The technology is said to be "much more accurate" than what is currently available on the market.

ATLANTA — The University of Georgia said Thursday that one of its research teams had developed a "much more accurate" COVID rapid home test than those currently on the market, which will also be cheaper and work faster.

A post on the school's news site touted the team's developments, published in the May edition of the journal Sensors and Actuators B: Chemical.

The test uses "nanotechnology-based optical sensors designed for COVID-19 detection," according to the post, and research lead author Yanjun Yang said the technology is "much more accurate" than what is currently available on the market.

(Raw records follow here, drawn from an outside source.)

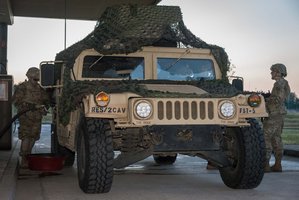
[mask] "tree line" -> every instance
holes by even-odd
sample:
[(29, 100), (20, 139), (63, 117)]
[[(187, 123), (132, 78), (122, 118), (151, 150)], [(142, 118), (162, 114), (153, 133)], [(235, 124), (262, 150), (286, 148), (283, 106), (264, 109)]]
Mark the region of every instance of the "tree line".
[(294, 92), (291, 92), (287, 101), (286, 107), (289, 110), (299, 110), (299, 99)]

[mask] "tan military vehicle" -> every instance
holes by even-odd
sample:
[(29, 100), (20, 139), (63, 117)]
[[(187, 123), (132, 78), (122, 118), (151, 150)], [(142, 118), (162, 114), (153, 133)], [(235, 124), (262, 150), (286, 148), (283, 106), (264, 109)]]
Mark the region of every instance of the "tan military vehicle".
[(218, 63), (213, 48), (161, 45), (111, 54), (84, 48), (41, 63), (55, 105), (53, 151), (67, 156), (66, 165), (76, 152), (86, 193), (108, 192), (114, 168), (149, 156), (173, 164), (178, 154), (210, 161), (228, 187), (257, 187), (264, 98), (237, 90), (240, 79), (229, 84)]

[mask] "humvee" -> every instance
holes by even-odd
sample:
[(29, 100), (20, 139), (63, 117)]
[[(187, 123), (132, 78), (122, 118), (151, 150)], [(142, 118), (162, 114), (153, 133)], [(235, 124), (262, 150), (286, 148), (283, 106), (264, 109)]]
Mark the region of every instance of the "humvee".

It would cover all current and future variants as well, according to the UGA news site.

“Right now, we already have rapid antigen test kits available on the market, though the big issue continues to be the high rate of false positives, around 60%,” Yang, a doctoral student at the UGA College of Engineering, said. “Our technology, also in a rapid kit but using a spectrometer to do the detection, is much more accurate.”

The UGA news site said a test resulting from their research should cost within $10.

Yiping Zhao, who with Ralph Tripp led the research team, told the UGA news site that their test "shall have a much better sensing performance than the rapid test kits, very close to the PCR tests currently in use" and that it will take about 10 minutes to conduct. 

According to the post, the new test detects COVID "using a localized surface plasmon resonance (LSPR) virus sensor, developed based on human angiotensin-converting enzyme 2 protein (ACE2) functionalized silver nanotriangle arrays."

The paper concludes its sensor provides several advantages to currently available tests: that it is straightforward and inexpensive, that it "can be fabricated into a large and uniform area," and that the sensor measurement "can be fulfilled by a handheld UV-Vis (ultraviolet visible) spectrometer."

Tripp, a  UGA professor, called the platform "a significant leap forward in diagnostics."